Please take a moment and take a peek at a recent NY Times article by Tim Urban, How Covid Stole Our Time and How We Can Get it Back. It has a compelling graphic of a 90-year human life in weeks (image seen below from Wait But Why website), with the 52 weeks of the year on the x-axis and the 90-years of life on the y-axis, with each box representing one week of life. There are 4680 boxes on the graph representing the number of weeks in 90 years. At this point, I am at 3475 weeks into the graph, having entered into the bottom tercile. Reality testing! It is a mere delusion that we have countless time ahead of us.
I have found that by taking a moment and giving thought to what I have accomplished on any given day tends to give the time framework of existence more weight and substance. In other words, take the time to think about time spent.
Time seems to slow for me when I am doing planks for a 60-second interval, push-ups, pull-ups, or am at a multi-intersection Florida traffic light, etc.!
“Our earthly transit is a brief wink between eternity and eternity.”
“Time is overwhelming, omnipotent, and ubiquitous in its power…it may never be conquered or defeated.”
Stop for a moment to think about the absolute truth that our time is truly limited and that the clock is ticking away relentlessly. What can be done the face of this seemingly harsh reality? The answer is to try to appreciate and savor every moment, focus on what matters, put our best efforts into every endeavor, avoid procrastination and wasting precious time, and relish the journey because the inevitable destination for all of us is the same.
“Life is a fatal adventure. It can only have one end.
So why not make it as far ranging and free as possible.”
“Never abandon the spirited fire of spontaneous, determined inspiration that sparks dreams into majestic conclusions, marvellous deeds, and spectacular endings.”
Bernard Ficarra, M.D.
“You are old when you lose the capacity to dream and be creative.”
Shlomo Raz, M.D.
“Remembering that I’ll be dead soon is the most important tool I’ve ever encountered to help me make the big choices in life. Because almost everything – all external expectations, all pride, all fear of embarrassment or failure – these things just fall away in the face of death, leaving only what is truly important. Remembering that you are going to die is the best way I know to avoid the trap of thinking you have something to lose. You are already naked. There is no reason not to follow your heart.

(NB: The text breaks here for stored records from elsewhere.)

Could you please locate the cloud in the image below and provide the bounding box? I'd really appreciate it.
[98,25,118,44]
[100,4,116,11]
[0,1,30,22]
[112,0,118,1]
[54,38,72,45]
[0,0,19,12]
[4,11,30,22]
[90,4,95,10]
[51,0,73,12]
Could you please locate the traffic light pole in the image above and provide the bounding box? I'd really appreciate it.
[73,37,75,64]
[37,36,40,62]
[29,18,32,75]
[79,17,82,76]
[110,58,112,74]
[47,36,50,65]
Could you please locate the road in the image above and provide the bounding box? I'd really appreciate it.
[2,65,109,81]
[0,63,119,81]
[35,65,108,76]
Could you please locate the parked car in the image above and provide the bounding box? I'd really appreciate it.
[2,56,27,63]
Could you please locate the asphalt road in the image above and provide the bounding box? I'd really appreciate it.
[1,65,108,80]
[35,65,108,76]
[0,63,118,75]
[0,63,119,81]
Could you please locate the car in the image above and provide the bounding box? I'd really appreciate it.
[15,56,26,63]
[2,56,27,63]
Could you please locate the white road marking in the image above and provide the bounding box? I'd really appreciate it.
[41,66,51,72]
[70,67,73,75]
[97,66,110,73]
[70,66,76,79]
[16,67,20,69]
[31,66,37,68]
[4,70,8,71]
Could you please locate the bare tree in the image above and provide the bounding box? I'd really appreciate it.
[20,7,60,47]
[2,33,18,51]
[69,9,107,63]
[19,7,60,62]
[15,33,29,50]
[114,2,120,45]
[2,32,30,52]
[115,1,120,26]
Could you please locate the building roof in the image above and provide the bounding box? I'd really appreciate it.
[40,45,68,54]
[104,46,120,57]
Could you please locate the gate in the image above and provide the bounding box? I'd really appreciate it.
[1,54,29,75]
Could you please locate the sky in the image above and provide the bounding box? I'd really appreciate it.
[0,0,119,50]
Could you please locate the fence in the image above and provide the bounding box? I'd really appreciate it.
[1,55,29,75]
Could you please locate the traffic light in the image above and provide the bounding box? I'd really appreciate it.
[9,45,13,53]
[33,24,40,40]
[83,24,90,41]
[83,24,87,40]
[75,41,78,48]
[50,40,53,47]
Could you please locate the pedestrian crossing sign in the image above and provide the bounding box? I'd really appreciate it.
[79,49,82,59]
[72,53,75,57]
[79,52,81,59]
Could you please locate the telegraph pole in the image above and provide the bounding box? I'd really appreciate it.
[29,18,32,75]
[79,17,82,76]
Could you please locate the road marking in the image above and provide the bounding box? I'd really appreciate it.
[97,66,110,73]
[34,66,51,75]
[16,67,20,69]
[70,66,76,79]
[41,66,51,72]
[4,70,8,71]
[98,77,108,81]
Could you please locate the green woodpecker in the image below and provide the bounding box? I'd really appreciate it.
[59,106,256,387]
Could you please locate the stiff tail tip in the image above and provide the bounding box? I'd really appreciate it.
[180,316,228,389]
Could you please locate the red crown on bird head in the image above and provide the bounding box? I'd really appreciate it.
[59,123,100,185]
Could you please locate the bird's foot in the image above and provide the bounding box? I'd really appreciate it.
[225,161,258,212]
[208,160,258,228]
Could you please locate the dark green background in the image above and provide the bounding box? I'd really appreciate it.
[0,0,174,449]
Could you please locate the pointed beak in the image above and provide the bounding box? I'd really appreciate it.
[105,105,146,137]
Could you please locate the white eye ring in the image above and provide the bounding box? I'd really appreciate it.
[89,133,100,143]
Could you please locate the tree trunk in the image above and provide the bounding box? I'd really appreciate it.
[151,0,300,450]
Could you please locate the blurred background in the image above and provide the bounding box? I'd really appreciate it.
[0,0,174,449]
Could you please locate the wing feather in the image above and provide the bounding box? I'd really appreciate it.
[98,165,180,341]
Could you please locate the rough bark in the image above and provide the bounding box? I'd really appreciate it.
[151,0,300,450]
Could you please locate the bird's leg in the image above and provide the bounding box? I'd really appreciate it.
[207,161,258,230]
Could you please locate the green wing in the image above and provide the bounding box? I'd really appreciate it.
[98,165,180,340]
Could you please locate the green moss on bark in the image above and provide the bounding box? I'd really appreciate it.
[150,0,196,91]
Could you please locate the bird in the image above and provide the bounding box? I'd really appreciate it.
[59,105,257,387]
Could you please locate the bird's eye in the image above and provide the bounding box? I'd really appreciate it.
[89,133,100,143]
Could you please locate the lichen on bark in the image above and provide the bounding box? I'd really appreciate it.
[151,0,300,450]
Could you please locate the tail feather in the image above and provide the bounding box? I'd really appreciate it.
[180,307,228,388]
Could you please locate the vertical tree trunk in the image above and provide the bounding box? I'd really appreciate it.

Your time is limited, so don’t waste it living someone else’s life. Don’t be trapped by dogma – which is living with the results of other people’s thinking. Don’t let the noise of others’ opinions drown out your own inner voice. And most important, have the courage to follow your heart and intuition. They somehow already know what you truly want to become. Everything else is secondary.”
Steve Jobs, Memento Mori quote
from Commencement address, Stanford University 2005
Bottom Line: Life is short and proceeds rapidly, seemingly faster and faster as we age. Seize the day! Tempus fugit; Carpe diem!